CANNES, France -- After a flashy opening featuring the American star power of John Travolta-turned-Clintonesque, Hollywood has had its night at Cannes.

Now the film festival can get back to familiar subjects: Funerals. Physical disability. Concentration camps.

Those are just some of the areas explored by the 22 films in competition this year, making for a dark selection.

But the lineup at this 51st edition of Cannes also is one of the most anticipated in years, with a number of films seen as possible winners. That's a contrast to last year, when many couldn't name a film halfway through the festival that they considered good enough for the top prize.

The Cannes likes to highlight Hollywood fare on opening and closing nights -- such as this year's "Primary Colors" starring John Travolta as a Bill Clinton-like character running for president.

But when it comes to the 11 days of competition, the festival prefers independent films of a more brooding mode.

"That's Cannes," says veteran festival-goer Alex Ben Block, editor of the Hollywood Reporter. "They like moody films with a disturbing, cutting edge.

"You end up with some that are brilliant, and some that are unwatchable."

There should be both kinds this year.

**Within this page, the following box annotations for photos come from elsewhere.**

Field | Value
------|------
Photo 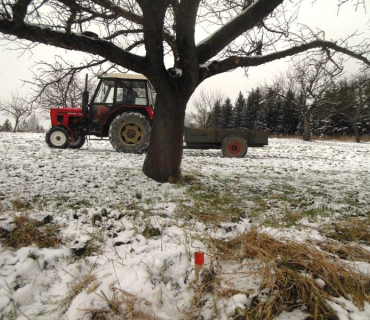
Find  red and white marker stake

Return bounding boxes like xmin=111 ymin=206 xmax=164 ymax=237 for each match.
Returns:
xmin=194 ymin=251 xmax=204 ymax=280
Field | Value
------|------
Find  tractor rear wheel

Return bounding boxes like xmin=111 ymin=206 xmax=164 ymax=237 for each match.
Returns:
xmin=68 ymin=132 xmax=85 ymax=149
xmin=109 ymin=112 xmax=150 ymax=153
xmin=221 ymin=135 xmax=248 ymax=158
xmin=45 ymin=127 xmax=71 ymax=149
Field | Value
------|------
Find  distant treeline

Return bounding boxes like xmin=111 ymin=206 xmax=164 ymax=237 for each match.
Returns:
xmin=198 ymin=80 xmax=370 ymax=136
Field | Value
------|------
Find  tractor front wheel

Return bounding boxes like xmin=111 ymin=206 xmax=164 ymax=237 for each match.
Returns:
xmin=109 ymin=112 xmax=150 ymax=153
xmin=221 ymin=135 xmax=248 ymax=158
xmin=45 ymin=127 xmax=71 ymax=149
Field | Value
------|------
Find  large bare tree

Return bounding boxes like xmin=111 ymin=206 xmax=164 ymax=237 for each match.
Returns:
xmin=275 ymin=54 xmax=343 ymax=141
xmin=0 ymin=0 xmax=370 ymax=182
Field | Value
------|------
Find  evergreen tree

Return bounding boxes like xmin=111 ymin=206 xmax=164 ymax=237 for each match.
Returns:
xmin=209 ymin=100 xmax=222 ymax=129
xmin=264 ymin=88 xmax=283 ymax=134
xmin=242 ymin=88 xmax=266 ymax=129
xmin=231 ymin=91 xmax=247 ymax=129
xmin=219 ymin=97 xmax=233 ymax=129
xmin=281 ymin=90 xmax=301 ymax=135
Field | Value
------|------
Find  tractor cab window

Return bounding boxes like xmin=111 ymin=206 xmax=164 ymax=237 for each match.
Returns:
xmin=116 ymin=80 xmax=148 ymax=106
xmin=94 ymin=80 xmax=114 ymax=104
xmin=148 ymin=82 xmax=157 ymax=108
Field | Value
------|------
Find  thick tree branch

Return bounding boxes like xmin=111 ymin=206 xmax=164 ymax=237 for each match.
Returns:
xmin=92 ymin=0 xmax=143 ymax=25
xmin=176 ymin=0 xmax=201 ymax=87
xmin=12 ymin=0 xmax=32 ymax=28
xmin=0 ymin=19 xmax=147 ymax=74
xmin=203 ymin=40 xmax=370 ymax=78
xmin=197 ymin=0 xmax=283 ymax=64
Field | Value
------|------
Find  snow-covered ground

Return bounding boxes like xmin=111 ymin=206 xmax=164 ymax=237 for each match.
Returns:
xmin=0 ymin=133 xmax=370 ymax=320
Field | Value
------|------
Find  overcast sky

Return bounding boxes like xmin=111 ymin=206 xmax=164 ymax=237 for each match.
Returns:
xmin=0 ymin=0 xmax=370 ymax=124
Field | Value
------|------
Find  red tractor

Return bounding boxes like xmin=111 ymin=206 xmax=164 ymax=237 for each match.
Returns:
xmin=45 ymin=73 xmax=155 ymax=153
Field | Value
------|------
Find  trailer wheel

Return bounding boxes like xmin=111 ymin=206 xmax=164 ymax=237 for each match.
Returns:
xmin=45 ymin=127 xmax=71 ymax=149
xmin=68 ymin=132 xmax=85 ymax=149
xmin=221 ymin=135 xmax=248 ymax=158
xmin=109 ymin=112 xmax=150 ymax=153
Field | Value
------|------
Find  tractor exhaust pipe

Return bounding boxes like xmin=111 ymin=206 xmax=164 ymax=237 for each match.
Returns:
xmin=82 ymin=74 xmax=89 ymax=117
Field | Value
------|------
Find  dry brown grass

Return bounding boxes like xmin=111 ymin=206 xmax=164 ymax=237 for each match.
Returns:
xmin=4 ymin=213 xmax=62 ymax=249
xmin=60 ymin=274 xmax=98 ymax=309
xmin=316 ymin=240 xmax=370 ymax=262
xmin=189 ymin=230 xmax=370 ymax=320
xmin=321 ymin=218 xmax=370 ymax=245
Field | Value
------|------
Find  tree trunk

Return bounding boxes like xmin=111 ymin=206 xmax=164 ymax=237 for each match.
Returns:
xmin=13 ymin=119 xmax=19 ymax=132
xmin=352 ymin=121 xmax=361 ymax=143
xmin=303 ymin=112 xmax=311 ymax=141
xmin=143 ymin=92 xmax=188 ymax=182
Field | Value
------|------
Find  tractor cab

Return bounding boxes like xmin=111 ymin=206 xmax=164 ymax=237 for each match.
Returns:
xmin=88 ymin=73 xmax=155 ymax=137
xmin=46 ymin=73 xmax=156 ymax=153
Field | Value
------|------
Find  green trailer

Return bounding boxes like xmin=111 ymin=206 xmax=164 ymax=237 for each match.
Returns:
xmin=185 ymin=128 xmax=268 ymax=158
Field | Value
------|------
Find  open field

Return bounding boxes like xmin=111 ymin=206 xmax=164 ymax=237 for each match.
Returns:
xmin=0 ymin=133 xmax=370 ymax=320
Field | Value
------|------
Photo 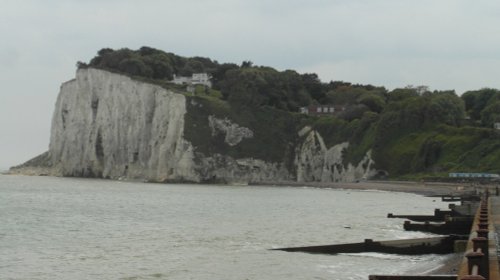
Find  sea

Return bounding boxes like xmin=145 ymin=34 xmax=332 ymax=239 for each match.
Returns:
xmin=0 ymin=175 xmax=454 ymax=280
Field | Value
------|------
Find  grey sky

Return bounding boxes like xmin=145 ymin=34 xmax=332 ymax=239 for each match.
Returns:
xmin=0 ymin=0 xmax=500 ymax=169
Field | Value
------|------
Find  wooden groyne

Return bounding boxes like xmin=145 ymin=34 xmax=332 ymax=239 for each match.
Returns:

A few examples, from descriptions given to the press:

-- "Those Who Love Me Will Take the Train," a French film by Patrice Chereau, focuses on a long train trip to a funeral.

-- "Life is Beautiful," a highly praised Italian film directed by and starring Roberto Benigni, is about a father and son deported to a concentration camp. It is described as a comedy about the Holocaust.

-- "The Idiots" a much-anticipated Danish film by Lars von Trier, a Cannes winner for his searing "Breaking the Waves." The film deals, roughly, with a group of young people exploring the dark side of life, and is said to contain explicit group sex.

-- "The Hole," from Taiwan's Tsai Ming-Liang, is set just before 2000, when a strange epidemic is sweeping the land, garbage isn't being picked up, and there isn't any water. A man observes his neighbor through a hole in his floor.

-- "Dance Me to My Song," from Australia's Rolf de Heer, is written and acted by Heather Rose. The press notes begin: "What do you do when you're stuck in a (expletive) wheelchair and you can't talk except using a voice machine and your caregiver doesn't give a (expletive) for anything except herself?"

The head of the festival, Gilles Jacob, says he chose so many dark, brooding films because they are better.

"We want to show only very high-quality films," he told the Hollywood Reporter. "So the small, rather cheery family films we see in the United States are not of high enough caliber for us."

And comedies, he says, don't travel well. "Many Neapolitan comedies that make people from Naples scream with laughter don't amuse us at all."

On closing night, though, it will be back to Hollywood in a big way.

The final film, showing out of competition, is "Godzilla."